On a personal note, it was pleasant to recall my first visit to Providence, Rhode Island, in 1993, on a quest for the sites mentioned in The Case of Charles Dexter Ward, most of which I located without any guidance. And what a thrill it was, as I strolled along Benefit Street, to recognize "The Shunned House," with its high cellar and steep lawn! I took the very same walk that Charles took, pausing near the river to gaze upon Stamper's Hill as the last rays of the dying sun cast its majestic glow on that mystical old town. Strolling back up the hill to the Bed & Breakfast where I was staying, I felt at one with Lovecraft, as lame as that might sound. But I was young, only nineteen, and reveling in the joy of discovering the first author from whom I gained inspiration. From the very first tale I read by Lovecraft -- "Beyond the Wall of Sleep" -- I knew that I was destined to become a writer. Examining his manuscripts and typescripts at the John Hay Library, under the watchful eye of a very pretty librarian, I discovered just how romantic scholarship can be.
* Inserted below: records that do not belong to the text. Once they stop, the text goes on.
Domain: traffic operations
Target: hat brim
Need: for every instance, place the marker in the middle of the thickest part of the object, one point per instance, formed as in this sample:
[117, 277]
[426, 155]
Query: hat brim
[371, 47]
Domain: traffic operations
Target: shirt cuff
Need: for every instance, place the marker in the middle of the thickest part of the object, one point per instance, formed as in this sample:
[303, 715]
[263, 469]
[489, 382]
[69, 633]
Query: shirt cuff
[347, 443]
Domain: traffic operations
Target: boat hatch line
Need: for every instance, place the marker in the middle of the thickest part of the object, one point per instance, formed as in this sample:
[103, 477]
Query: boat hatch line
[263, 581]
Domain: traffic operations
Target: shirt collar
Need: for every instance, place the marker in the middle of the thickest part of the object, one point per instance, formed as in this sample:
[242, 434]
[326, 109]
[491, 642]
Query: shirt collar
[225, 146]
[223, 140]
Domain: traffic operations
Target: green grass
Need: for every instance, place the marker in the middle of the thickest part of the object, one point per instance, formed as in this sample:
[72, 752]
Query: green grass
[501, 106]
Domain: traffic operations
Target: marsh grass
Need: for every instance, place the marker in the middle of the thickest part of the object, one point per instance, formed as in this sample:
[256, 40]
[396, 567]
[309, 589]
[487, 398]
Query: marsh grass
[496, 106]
The life of a writer and academician need not be a lonely one. Indeed, the notion that Lovecraft was a recluse is not entirely accurate. He may have had his reclusive moments, especially during intense periods of creativity, but he admitted at one point to "finding psychological solitude more or less of a handicap" (letter to F. C. Clark, March 9, 1924). How true that is! As I had dinner with that lovely librarian at the fine seafood restaurant on the river, talking enthusiastically of Lovecraft, Providence, Renaissance art, and many other things, I found it hard to imagine that there is a "crawling chaos" beneath the bright solid earth upon which we all tread. It took many years -- and many heartbreaks -- to find out that Lovecraft was right. "Loathsomeness waits and dreams in the deep, and decay spreads over the tottering cities of men" ("The Call of Cthulhu").

* * * * *

In addition to the copious and ever-helpful notes by Leslie S. Klinger, this volume contains a useful little Introduction by Alan Moore, for the sake of those who require a bit of preparation and perhaps a touch of warning before delving into this remarkable American literary genius. The selection of stories is not disappointing, but as is to be expected, there are some that I was sorry to se excluded; for example, "He," and "The Rats in the Walls." But that is a minor complaint. In any case, one can easily find these stories online, and it might be rewarding to do some research for one's own annotations. The Appendices are helpful and fun -- The Faculty of Miskatonic University -- and the budding Lovecraft scholar will benefit from the Works and Revisions appendices. This hefty tome belongs on the shelf -- or better yet, open on the desk -- of every Lovecraft enthusiast, and indeed, anyone interested in true literary dark fantasy -- or "horror," if you must.